Lester v. Bank of Adrian

25 Ga. App. 116 | Ga. Ct. App. | 1920

Jenkins, P. J.

1. Misrepresentations as to an existing and material fact, amounting to fraud, when made either by a principal or through his agent, whereby another is induced to enter upon an obligation in writing, may, as between the parties, be alleged and proved, if not inconsistent with the writing, not as being an attempt to add to or vary the terms of the written instrument, but as a means of showing its in*117validity. Loyless v. Hesse Envelope & Lithographing Co., 10 Ga. App. 660 (74 S. E. 90) ; Civil Code (1910), § 4623; Clark on Contracts, 2d ed.), paragraphs 227-8.

Decided April 7, 1920. Complaint; from city court of Dublin-—-Judge Flynt. September 10, 1919. ' Tbe Bank of Adrian, for the use of the payees, sued the maker on the last of a series of five promissory notes.

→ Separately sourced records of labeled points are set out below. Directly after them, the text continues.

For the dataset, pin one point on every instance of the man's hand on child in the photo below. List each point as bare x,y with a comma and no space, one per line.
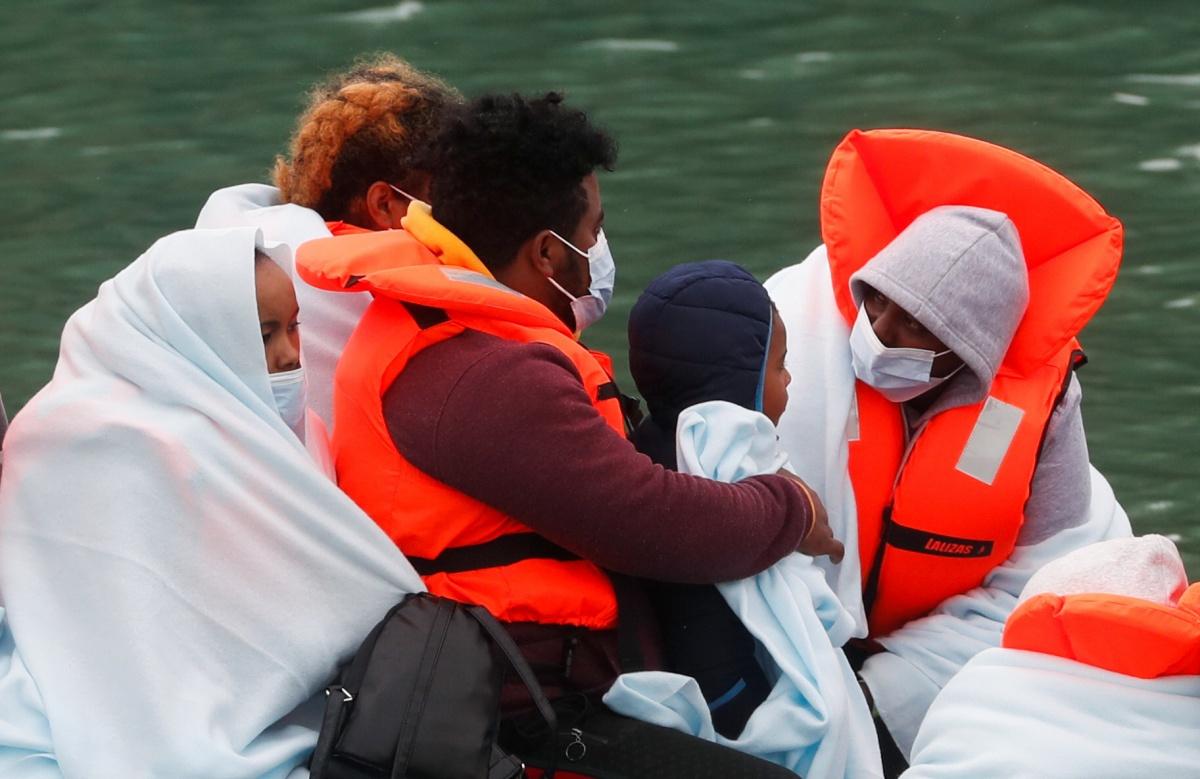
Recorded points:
820,539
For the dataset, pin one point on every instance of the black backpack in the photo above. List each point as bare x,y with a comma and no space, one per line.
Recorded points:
421,697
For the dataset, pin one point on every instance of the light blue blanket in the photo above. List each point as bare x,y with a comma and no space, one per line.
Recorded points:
815,721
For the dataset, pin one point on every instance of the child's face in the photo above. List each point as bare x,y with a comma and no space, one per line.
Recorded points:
777,378
277,313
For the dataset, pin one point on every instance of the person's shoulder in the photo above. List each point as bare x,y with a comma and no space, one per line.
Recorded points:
475,359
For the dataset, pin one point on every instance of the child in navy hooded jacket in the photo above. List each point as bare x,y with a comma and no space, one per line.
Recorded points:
706,331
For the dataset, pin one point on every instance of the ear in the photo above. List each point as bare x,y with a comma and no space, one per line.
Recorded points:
543,253
383,207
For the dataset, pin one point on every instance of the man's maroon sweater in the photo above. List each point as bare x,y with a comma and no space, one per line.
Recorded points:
511,425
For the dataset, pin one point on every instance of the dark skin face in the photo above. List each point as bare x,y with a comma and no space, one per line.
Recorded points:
898,329
544,256
777,378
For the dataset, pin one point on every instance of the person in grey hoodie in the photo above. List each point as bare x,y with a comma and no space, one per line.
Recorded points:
937,311
954,286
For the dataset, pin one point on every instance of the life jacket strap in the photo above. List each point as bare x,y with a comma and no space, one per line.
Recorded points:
505,550
515,547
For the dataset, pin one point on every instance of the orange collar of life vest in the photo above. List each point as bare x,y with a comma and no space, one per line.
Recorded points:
879,181
424,264
1115,633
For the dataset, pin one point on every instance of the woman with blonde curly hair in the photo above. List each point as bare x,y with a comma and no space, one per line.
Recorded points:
358,157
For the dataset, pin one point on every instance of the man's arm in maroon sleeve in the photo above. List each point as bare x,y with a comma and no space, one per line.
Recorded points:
513,426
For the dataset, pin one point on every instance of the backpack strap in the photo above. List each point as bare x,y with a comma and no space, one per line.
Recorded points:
412,717
501,551
505,643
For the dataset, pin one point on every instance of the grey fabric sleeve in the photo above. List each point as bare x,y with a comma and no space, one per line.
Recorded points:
1062,487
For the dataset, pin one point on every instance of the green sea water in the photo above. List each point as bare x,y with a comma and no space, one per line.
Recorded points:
119,118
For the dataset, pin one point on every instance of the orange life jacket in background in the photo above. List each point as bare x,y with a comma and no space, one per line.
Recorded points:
1115,633
937,514
423,298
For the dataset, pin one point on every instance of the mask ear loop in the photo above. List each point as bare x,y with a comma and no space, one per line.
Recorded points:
762,369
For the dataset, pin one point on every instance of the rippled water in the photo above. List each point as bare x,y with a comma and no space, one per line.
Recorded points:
119,118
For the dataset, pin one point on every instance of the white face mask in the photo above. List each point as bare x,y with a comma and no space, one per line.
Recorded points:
899,373
588,309
291,399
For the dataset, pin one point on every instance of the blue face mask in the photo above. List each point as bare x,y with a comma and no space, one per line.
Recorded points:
898,373
588,309
291,399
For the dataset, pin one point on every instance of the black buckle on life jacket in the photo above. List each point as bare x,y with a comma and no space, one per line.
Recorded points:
515,547
425,316
505,550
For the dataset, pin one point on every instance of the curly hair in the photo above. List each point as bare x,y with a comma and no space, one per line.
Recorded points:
507,167
376,121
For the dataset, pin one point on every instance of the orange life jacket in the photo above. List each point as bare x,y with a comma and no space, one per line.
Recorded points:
936,514
1115,633
441,282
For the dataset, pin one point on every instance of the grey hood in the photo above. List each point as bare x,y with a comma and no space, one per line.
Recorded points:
960,271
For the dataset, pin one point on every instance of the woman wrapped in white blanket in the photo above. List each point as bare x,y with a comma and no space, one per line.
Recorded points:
180,580
1098,676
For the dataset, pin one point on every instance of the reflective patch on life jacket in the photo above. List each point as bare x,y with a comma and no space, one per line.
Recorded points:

The contention that the holder of the note was a bona fide purchaser was admittedly not made. The consideration of the note was for the part purchase of a certain tract of timber described in a contemporaneous written instrument of sale. The defendant pleaded fraud in the procurement of the note, in that the plaintiff had guaranteed that the premises contained at least 200,000 feet of available timber, whereas not more than 25,000 feet existed; and that in order to effect the sale and induce the signing of the notes, the plaintiff falsely and fraudulently represented that the land was ordinarily dry swamp land, and that, although it was then temporarily covered with water, such condition was unusual and would not continue longer than a period of two or three days, whereas in fact, as the plaintiff then knew, the land was not dry swamp land temporarily overflowed, but stood continually under water, so as to prevent the removal of the timber bargained for. There was no demurrer to the plea. The trial judge refused to admit testimony offered in support of the allegations of fraud, and directed a verdict for the plaintiff. S. P. New, for plaintiff in error.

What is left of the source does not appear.